Just something else I have been thinking about....my dad and stepmom offered to pay for my college, and I had the invitation to live with them or my mom rent free.  I chose to live at home the first year, then the second year I decided it would be more fun to move into an apartment with a roommate.  My dad thought it was a bad idea but still paid my tuition.  He would have paid for a dorm if I had gone away to school, but never offered to pay my rent or any other expenses...and it never occcured to me that he would.  It was never "my" money, plus I was too busy trying to start my life and feeling cool and independent.  Ultimately I got too caught up in that, made some bad choices, got pregnant and quit school, but that's another story.  I don't think that outcome would have changed if my dad had been paying my bills, he would probably just have been out even more money.  I do believe that by him not paying, it prepared me to step up to my responsibilities when I had to.  I feel like he did pretty well with balancing supporting me without having to support all my decisions, and that's what I strive for with our kids 

Anonyn49's picture

I don't have a moral issue with cohabitation. However, I do have an issue with providing financial support to someone who feels they are entitled to all the benefits of adulthood. My answer would be basically that I am happy for him to have found someone and excited for this next chapter in his life...and that this represents a very adult decision with very adult concerns. As such, I will not get in the way of him adulting. I will, however, be here if things go south and he needs to move out, but if he wants to cohabitate with a significant other, that represents the crossing of an adult threshhold and is a firm step toward independence, which I will respect. Part of that respect is recognizing that he is able to find a way to pay his own rent.

Oddsocks1's picture

I think if they want to live together then it's their choice, you may not agree with it but I'd just let it play out and see what happens. I presume you are only paying his share of the rent and the girlfriend pays her own share? 
 

 

Loxy's picture

Your SS's girlfriend no doubt already stays over your SS's house now (that you are paying for) so I can't see how it's any different - he will still be having sex outside of marriage. 

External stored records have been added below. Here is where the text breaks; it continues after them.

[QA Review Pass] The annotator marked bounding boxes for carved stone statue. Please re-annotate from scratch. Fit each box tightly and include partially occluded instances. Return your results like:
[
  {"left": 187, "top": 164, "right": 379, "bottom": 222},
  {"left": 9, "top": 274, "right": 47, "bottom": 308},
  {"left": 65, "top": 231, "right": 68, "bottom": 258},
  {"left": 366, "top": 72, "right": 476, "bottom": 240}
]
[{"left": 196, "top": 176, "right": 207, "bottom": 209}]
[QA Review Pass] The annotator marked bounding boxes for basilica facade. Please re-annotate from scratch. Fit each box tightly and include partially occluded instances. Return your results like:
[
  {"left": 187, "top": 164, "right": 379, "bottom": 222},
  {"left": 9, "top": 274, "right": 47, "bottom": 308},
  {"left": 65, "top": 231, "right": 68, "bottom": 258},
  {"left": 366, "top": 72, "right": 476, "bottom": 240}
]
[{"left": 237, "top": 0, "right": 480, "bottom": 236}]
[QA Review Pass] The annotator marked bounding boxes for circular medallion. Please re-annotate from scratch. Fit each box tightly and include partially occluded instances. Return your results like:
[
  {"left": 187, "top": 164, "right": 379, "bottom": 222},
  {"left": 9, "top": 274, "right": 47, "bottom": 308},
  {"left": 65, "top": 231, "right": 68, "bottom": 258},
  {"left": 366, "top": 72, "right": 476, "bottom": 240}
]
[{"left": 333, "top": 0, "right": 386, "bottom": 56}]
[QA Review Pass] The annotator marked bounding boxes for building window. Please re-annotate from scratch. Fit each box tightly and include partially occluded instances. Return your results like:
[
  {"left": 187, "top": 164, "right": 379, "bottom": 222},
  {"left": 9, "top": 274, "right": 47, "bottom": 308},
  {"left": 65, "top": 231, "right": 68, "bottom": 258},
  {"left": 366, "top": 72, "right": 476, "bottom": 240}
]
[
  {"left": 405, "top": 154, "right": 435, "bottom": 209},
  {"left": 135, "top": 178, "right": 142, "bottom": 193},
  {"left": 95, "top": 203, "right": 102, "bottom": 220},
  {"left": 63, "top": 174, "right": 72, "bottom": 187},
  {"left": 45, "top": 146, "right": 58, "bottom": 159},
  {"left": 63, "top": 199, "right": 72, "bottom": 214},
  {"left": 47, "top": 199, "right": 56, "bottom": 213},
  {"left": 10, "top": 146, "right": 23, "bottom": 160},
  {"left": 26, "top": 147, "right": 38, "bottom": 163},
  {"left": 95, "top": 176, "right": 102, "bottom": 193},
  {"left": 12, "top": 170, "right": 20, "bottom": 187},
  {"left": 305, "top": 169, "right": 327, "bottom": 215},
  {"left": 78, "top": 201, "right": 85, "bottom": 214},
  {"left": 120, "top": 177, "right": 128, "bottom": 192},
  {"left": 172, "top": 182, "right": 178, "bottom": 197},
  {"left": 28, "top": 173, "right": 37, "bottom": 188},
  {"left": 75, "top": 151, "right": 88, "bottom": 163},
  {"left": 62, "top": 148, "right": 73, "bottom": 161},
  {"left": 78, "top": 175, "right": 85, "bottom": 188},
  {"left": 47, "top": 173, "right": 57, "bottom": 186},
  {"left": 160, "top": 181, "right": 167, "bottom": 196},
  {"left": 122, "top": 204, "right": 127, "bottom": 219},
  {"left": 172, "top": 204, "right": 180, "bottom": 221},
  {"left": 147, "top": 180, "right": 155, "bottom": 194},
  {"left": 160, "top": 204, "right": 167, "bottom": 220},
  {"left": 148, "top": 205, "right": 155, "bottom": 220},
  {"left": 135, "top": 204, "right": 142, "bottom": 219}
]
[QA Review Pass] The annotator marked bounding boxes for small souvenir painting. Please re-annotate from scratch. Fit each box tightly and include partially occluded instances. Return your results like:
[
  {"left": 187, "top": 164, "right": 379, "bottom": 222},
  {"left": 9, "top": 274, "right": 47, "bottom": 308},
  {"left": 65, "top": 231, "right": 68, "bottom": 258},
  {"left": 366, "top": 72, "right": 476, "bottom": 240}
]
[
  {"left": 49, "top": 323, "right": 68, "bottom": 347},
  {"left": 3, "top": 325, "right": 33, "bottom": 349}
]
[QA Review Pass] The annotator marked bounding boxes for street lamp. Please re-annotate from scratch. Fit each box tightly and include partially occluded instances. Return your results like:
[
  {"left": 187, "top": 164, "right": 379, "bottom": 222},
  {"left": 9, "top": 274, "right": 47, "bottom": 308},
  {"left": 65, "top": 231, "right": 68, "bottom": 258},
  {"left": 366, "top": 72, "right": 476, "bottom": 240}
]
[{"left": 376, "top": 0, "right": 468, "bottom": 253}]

Withholding funds you are currently paying because your SS doesn't align to your morals is in fact judging and trying to force your morals onto him and I don't think that's fair. 

Rags's picture

My issue is that I'm not paying for someone else's kid's living expenses.  I'll pay for my kids rent, but not anyone else he wants to live withs rent.His GF's parents can pay her rent.  I'm fine if they live together in college with that experience division.

As long as he wraps it before he taps it. If they get knocked up, they are on their own.

No glove, no love needs to be a strong parent point IMHO.